The LIHC was introduced in Section 252 of the Tax Reform Act of 1986 as Sec. 42. At that time, President Reagan sought to encourage corporate involvement in the Federal government's dilapidated low-income housing program, to combat poor resource allocation and rising administrative costs. With the implementation of the LIHC, Congress took a business approach to the housing program, by stimulating business development in economically distressed areas.
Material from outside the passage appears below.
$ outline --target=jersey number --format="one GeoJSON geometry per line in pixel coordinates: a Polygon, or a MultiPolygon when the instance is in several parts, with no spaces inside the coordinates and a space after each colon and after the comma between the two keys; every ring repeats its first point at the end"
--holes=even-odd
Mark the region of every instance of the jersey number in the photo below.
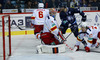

The LIHC was specifically designed to promote the development of housing for low-income families, without requiring a lot of government involvement in day-to-day operations. Unlike other government housing programs administered by the Department of Housing and Urban Development (HUD), the LIHC program is governed by the Code and administered jointly by the IRS and state housing agencies. It was approved first on a year-to-year basis, but became permanent with the passage of the Omnibus Budget Reconciliation Act of 1993. (3)

Allocations

State housing finance agencies are responsible for allocating LIHCs to developers in a competitive application and bid process for financially feasible proposals. (4) The Federal government initially allots each state housing agency an annual credit based on the state's population. The allotment is the same for each state and is currently set at the greater of $2 million or an inflation-indexed per-capita rate of $1.85 for 2005. (5) States can allocate LIHCs, which are currently valued at approximately $499 million a year (270 million citizens x $1.85). Each credit has a 10-year life before it reaches maturity. After 10 years, the total value of the credit is $4.99 billion. (6) The credits are distributed to developers for sale to investors (usually corporations). The funds raised from sales become equity in the project, which lowers the funding expenses and subsidizes rent; see Exhibit 1 on p. 558.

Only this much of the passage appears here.